The FT-SE 100 Index fell 0.4 per cent on the week to 6139.2. Banks led the declines on concern over trading losses in emerging markets.

Oil stocks rose the most. Crude oil rose 4.8 per cent last week to $14.10 a barrel on optimism that oil producers will cut output enough to eliminate a worldwide supply glut.

OPEC joined other producers in agreeing to cut world crude supply by 2.7 per cent. "We have come back to oil stocks in recent weeks," said Vincent Auriac, at Apoge in Dijon, France.

Oil prices rose on the recovery of recession-hit Asian economies, which will "increase world demand for oil".

Defence companies may benefit from increased demand for military equipment if the Yugoslav conflict continues. British Aerospace rose more than 8 per cent. The company produces the Harrier jets in action over Serbia, and it helps to produce Tornado combat aircraft that are being used by the German air force.

"There are certain stocks that will benefit from the war going on, like aerospace," said Jolowicz, "and also those that supply the aerospace companies ultimately will gain."

Apollo Metals, which supplies metal to British Aerospace may also go up.

Gilts may rise as new evidence that the economy remained weak in the first quarter, bolsters expectations for lower interest rates.

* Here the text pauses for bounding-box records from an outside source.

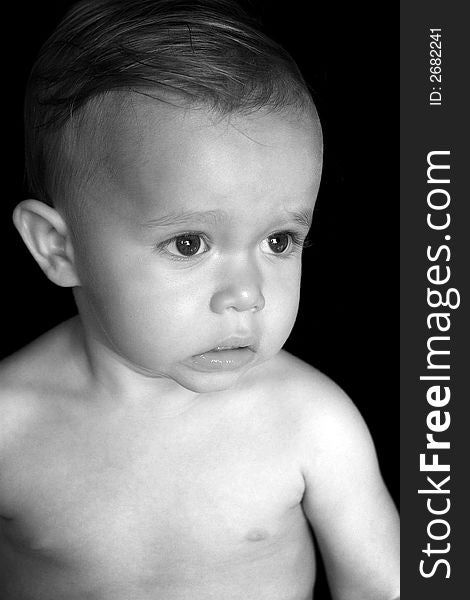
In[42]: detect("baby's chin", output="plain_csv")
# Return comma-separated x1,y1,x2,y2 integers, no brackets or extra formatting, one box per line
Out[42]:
171,356,270,394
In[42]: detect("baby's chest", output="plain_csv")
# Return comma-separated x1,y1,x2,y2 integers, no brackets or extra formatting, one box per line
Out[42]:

"There's a fair amount of fuel for the Bank of England to be looking to cut again," said Michael Saunders, UK economist at Salomon Smith Barney. "They might hold off until May, then cut by 25 to 50 basis points."

Gilts fell on Friday, as the yield on the benchmark rose by 6 basis points to 4.55 per cent.

While bonds maturing in less than five years may rise on the rate outlook, "the long end of the market is a little more of a danger, because of international events," according to Andrew Milligan, at Morley Fund Management.